After high pitch bitter campaigning which saw Prime Minister Narendra Modi and the rival camps led by Nitish Kumar and Lalu Prasad holding a string of rallies, the stage is set for voting in 49 seats of Bihar Assembly elections in the first phase of the five-phase poll tomorrow.
Additional Chief Electoral Officer R Lakshamanan said that a total of 1,35,72,339 electorate are eligible to decide the fate of 583 candidates for the 49 seats in 10 districts in the first phase of elections.
Lakshamanan said voting would start from 7 AM. While in majority of seats polling would end at 5 PM, in some constituencies time has been cut short to 4 PM and 3 PM on the basis of law and order situation feedback in the Naxal-hit areas, he said.
Out of a general electoroate of 1,35,72,339 there are 72,37,253 men, 63,17,602 women and 405 of third gender.
Lakshamanan said out of a total of 583 candidates in the field, there are 54 women nominees.
BSP, which does not have much influence in Bihar, has fielded a maximum of 41 candidates among the 49 seats.
BJP has fielded 27 candidates in the 49 seats followed by JD(U) 24, RJD 17, LJP 13, Congress 8 and Rashtriya Lok Samata Party 6 and Hindusthani Awam Morcha 3.

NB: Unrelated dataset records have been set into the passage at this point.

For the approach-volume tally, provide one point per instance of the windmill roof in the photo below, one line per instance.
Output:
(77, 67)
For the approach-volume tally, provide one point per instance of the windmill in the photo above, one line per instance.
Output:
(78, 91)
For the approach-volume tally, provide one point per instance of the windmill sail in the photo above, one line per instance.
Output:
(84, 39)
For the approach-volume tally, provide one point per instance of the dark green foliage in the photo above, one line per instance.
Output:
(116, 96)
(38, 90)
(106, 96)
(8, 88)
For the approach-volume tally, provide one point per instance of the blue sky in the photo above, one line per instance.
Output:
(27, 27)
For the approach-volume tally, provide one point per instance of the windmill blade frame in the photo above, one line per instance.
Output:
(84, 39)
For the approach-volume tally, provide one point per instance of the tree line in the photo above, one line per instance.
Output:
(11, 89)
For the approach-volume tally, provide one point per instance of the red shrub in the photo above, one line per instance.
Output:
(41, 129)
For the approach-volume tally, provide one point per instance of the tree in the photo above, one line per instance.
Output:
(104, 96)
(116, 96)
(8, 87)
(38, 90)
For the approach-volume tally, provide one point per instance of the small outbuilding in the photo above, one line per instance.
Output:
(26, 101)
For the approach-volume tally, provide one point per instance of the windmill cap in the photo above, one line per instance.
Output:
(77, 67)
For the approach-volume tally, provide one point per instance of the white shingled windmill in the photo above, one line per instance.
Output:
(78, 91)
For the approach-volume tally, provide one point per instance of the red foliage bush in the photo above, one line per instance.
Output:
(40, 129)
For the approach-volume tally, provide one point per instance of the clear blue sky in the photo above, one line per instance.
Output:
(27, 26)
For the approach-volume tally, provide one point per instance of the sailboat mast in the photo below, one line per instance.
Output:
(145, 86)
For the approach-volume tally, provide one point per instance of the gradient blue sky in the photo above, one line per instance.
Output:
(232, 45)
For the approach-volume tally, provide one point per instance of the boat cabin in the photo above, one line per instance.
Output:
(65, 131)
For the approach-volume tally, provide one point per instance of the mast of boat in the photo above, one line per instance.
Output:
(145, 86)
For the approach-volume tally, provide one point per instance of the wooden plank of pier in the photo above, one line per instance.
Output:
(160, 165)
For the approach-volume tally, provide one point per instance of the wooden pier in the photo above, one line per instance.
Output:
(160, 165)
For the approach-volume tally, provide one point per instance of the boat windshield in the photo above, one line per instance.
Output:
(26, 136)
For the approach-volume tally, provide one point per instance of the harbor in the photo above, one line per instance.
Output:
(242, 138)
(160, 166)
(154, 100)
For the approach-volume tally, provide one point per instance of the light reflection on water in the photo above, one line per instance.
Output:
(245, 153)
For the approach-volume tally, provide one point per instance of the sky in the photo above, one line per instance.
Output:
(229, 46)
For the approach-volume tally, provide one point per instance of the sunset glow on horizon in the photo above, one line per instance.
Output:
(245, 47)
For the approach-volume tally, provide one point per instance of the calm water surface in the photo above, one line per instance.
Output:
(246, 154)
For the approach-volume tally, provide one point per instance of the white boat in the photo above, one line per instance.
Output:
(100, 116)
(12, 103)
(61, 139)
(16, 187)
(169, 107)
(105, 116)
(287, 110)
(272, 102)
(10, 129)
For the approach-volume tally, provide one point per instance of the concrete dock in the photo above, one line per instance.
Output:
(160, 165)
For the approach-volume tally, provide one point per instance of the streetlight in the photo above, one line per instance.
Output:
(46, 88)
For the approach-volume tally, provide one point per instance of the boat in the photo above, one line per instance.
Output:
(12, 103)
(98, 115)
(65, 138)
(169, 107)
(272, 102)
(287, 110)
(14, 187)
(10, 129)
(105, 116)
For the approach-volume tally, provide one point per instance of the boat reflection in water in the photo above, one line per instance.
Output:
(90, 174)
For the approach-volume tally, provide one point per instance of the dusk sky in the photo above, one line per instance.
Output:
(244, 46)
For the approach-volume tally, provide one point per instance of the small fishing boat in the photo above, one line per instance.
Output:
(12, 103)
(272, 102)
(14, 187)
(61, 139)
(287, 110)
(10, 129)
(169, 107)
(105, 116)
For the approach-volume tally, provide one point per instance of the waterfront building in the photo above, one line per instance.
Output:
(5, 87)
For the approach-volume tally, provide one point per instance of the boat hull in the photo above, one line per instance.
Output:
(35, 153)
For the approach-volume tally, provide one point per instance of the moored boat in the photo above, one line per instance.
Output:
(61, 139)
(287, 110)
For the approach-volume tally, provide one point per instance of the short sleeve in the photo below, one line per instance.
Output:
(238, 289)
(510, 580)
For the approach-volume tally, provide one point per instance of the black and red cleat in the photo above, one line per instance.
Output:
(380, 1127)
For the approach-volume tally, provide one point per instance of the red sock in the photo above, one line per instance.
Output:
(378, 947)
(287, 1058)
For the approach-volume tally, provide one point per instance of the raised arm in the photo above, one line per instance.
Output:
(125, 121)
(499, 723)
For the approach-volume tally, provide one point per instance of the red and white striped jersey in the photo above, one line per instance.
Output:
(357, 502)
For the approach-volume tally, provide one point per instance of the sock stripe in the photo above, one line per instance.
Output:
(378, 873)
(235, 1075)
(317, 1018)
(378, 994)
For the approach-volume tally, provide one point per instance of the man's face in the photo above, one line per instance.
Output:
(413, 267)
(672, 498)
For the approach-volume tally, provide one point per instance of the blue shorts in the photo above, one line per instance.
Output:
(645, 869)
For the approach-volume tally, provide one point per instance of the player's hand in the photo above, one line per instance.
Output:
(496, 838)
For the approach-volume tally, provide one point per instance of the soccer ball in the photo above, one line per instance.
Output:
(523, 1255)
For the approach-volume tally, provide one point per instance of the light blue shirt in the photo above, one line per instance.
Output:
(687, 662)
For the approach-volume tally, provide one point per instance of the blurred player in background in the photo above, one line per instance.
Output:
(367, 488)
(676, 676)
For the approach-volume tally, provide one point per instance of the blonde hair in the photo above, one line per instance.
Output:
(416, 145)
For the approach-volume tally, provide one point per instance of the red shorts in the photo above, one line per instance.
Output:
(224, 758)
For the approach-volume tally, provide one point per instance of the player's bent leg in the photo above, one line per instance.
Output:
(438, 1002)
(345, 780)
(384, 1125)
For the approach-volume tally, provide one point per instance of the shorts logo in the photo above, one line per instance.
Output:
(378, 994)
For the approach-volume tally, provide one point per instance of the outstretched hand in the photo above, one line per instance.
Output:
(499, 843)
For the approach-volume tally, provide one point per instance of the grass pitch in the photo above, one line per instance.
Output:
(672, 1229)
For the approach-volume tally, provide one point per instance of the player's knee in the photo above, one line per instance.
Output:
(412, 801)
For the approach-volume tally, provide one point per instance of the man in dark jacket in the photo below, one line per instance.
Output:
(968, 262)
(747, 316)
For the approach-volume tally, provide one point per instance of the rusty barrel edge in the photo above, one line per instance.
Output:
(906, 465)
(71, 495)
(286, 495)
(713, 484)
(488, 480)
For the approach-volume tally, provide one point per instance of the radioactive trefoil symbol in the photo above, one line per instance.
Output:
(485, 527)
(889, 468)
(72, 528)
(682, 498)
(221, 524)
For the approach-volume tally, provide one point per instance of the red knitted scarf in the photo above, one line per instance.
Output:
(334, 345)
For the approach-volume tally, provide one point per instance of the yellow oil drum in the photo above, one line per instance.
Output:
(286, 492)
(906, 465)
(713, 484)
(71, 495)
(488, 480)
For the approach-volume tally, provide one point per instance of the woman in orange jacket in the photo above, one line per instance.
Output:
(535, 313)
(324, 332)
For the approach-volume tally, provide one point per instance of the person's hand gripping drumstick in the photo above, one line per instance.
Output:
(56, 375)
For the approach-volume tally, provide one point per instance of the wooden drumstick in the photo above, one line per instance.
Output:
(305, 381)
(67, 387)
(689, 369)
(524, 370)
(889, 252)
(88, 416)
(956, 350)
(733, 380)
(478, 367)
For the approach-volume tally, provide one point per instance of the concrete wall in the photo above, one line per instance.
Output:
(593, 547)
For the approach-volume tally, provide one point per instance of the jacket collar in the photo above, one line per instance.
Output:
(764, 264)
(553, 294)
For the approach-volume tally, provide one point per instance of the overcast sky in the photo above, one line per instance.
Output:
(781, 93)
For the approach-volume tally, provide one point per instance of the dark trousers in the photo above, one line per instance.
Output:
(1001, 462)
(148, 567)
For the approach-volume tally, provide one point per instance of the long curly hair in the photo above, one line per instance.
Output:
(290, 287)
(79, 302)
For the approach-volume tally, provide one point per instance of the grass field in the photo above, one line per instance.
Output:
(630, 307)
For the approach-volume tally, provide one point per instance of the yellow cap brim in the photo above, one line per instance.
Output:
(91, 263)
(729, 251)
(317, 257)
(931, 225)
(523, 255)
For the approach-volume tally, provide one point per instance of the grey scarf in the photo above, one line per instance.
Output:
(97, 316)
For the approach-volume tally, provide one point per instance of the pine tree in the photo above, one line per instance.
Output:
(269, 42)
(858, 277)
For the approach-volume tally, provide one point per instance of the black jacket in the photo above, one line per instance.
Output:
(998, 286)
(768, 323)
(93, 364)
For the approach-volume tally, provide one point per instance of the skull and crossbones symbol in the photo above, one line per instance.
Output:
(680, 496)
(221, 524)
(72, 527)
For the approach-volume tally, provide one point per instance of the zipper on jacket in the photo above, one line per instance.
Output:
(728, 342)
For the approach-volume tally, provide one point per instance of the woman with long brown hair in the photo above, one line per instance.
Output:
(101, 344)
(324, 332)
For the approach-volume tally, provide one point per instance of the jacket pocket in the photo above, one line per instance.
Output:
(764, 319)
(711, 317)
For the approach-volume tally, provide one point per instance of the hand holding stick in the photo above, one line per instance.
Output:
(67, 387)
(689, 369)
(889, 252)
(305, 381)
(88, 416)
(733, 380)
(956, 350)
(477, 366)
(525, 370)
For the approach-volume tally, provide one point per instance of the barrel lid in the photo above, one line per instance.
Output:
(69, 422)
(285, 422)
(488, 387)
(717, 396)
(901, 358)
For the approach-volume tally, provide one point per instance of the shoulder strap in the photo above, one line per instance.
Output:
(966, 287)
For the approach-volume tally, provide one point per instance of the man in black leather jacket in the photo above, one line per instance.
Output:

Left front is trying to make significant inroads in the poll on the basis of combined strength of six parties – CPI, CPI-M, CPI-ML, Forward Block, SUCI (C) and RSP.
While CPI has fielded 25 candidates, CPI-M has fielded 12 in the first phase. Lakshamanan said tight security arrangements have been put in place to ensure peaceful polling in 13212 polling stations in the first phase.
Bihar will go for polls in a five phase election from October 12 and end on November 5. Counting of votes will take place on November 8. The term of the current 243-member Bihar Assembly expires on November 29.
There would be 80,000 to 90,000 polling personnel. Every polling station would be manned by the Central Para Military Force, he said adding drone and helicopter would also be put in service.
Voting in 49 seats would take place in the backdrop of high decibel campaign which ended on Saturday evening. Prime Minister Narendra Modi and BJP President Amit Shah headed the BJP poll blitzkreig. Rajnath Singh, Sushma Swaraj, Nitin Gadkari, J P Nadda joined state leaders Sushil Kumar Modi and Nand Kishore Yadav to spread BJP message among people.
Rival campaigns revolved around Chief Minister Nitish Kumar and RJD chief Lalu Prasad. Congress President Sonia Gandhi and Rahul Gandhi came to the state for one day each to add muscle to the secular alliance prospects.
Stakes are high for Nitish Kumar’s JD(U) in the first phase of polling as out of the 49 seats it had won 29 in 2010.
PTI
BJP, which was with JD(U) in last election, had won 13 seats, while RJD had clinched four.
The over a fortnight-long poll campaign was marked by mudslinging by contenders. Though the electioneering got off to positive start with the two main contenders to power – BJP-led NDA and JD(U)-RJD-Congress alliance – initially pitching on development plank, it soon turned into a slanging match.
From ‘Shaitan’ (devil) to ‘Brahma Pisach’ (super devil) to ‘Chara Chor’ (fodder thief) to ‘Narbhakshi’ (man eater), their was no dearth of ‘name calling’.
As campaigning peaked, Lalu Prasad’s “Hindus also eat beef” remark was hotly debated, with Modi seeking to turn the tables on the RJD boss, who had latched onto RSS chief Mohan Bhagwat’s call for a review of the reservation policy to claim that the BJP-led Centre was contemplating scrapping caste-based quotas.
As Lalu Prasad and the anti-BJP alliance’s chief ministerial candidate Nitish Kumar harped on the alleged move to scrap quotas, in rally after rally, to consolidate the backward caste votes, the RJD supremo’s “Hindus also eat beef” remark, made in the aftermath of the Dadri lynching episode, gave BJP and Modi ammunition.
Modi vigorously stirred Bihar’s melting electoral pot by accusing Lalu of “insulting” the “yaduvanshis” (Lalu’s own Yadav clansmen), who rear cattle, by his comment.
Modi’s remarks triggered accusations of trying to communalise the elections. “The real Modi on display — brazen attempt to add communal texture to Bihar polls, but deafening silence on deplorable incident of Dadri,” said the Bihar Chief Minister.
Kumar said it was for all to see “why Vajpayeeji was forced to remind him (Modi) to follow Raj Dharma, but wonder who will do the Vajpayee today ?”
Warnings of a return of “jungle raj”, a term used by Lalu Prasad’s critics to describe alleged lawlessness during RJD’s 15-year rule, was an oft-repeated refrain of the NDA leaders, including Modi and Shah.